Monitor Devices and Establish Threat Detection
You can’t protect what you can’t see. MSPs should deploy tools that provide real-time visibility into device behavior and network traffic. Unusual activity, like a sensor reaching out to an unknown IP address, can be a sign of compromise. Modern security platforms with behavioral analytics and intrusion detection features can alert teams before small issues escalate.
Plan for Scalability
As clients add more devices, their security strategies must grow with them. MSPs should help businesses choose solutions that scale across multiple locations and device types without creating bottlenecks. That includes automated asset management, cloud-based security controls, and remote monitoring capabilities. Scalability also means future-proofing policies to handle new classes of devices as technology evolves.

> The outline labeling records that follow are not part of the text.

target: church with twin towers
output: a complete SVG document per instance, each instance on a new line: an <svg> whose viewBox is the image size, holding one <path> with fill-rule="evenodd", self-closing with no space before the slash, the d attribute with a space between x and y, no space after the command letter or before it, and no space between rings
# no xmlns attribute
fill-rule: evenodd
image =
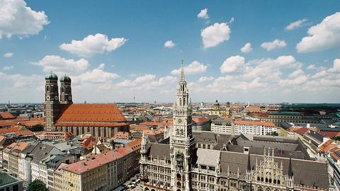
<svg viewBox="0 0 340 191"><path fill-rule="evenodd" d="M325 163L305 160L306 154L285 151L271 138L254 141L242 134L193 132L183 61L176 96L169 137L150 142L143 134L144 191L331 190Z"/></svg>

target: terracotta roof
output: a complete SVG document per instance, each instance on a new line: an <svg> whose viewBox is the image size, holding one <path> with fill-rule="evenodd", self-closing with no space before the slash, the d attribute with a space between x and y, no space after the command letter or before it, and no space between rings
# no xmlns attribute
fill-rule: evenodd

Secure Every Connection: Why MSPs Must Lead the Charge in IoT Security
The conversation around IoT security is no longer optional but mission-critical. As IoT devices become embedded in nearly every client environment, MSPs are uniquely positioned to step in and lead with clarity, strategy, and confidence.
Clients may not always recognize the risks tied to their smart thermostats, warehouse sensors, or connected lighting systems. But they will notice the impact of a breach, downtime, or compliance failure. That’s where your expertise makes the difference.
Now is the time to assess your current security offering and ask: Are we ready to support an IoT-connected future? The answer doesn’t have to be complicated. Start with the basics: gain visibility over every device, implement strong identity and network controls, and make security a conversation that happens before things go live, not after.
IoT security isn’t a one-time fix, but an evolving service that sets proactive MSPs apart. Whether you’re advising small businesses or large enterprises, taking the lead on IoT protection not only reduces risk but reinforces your role as a strategic partner in their long-term growth.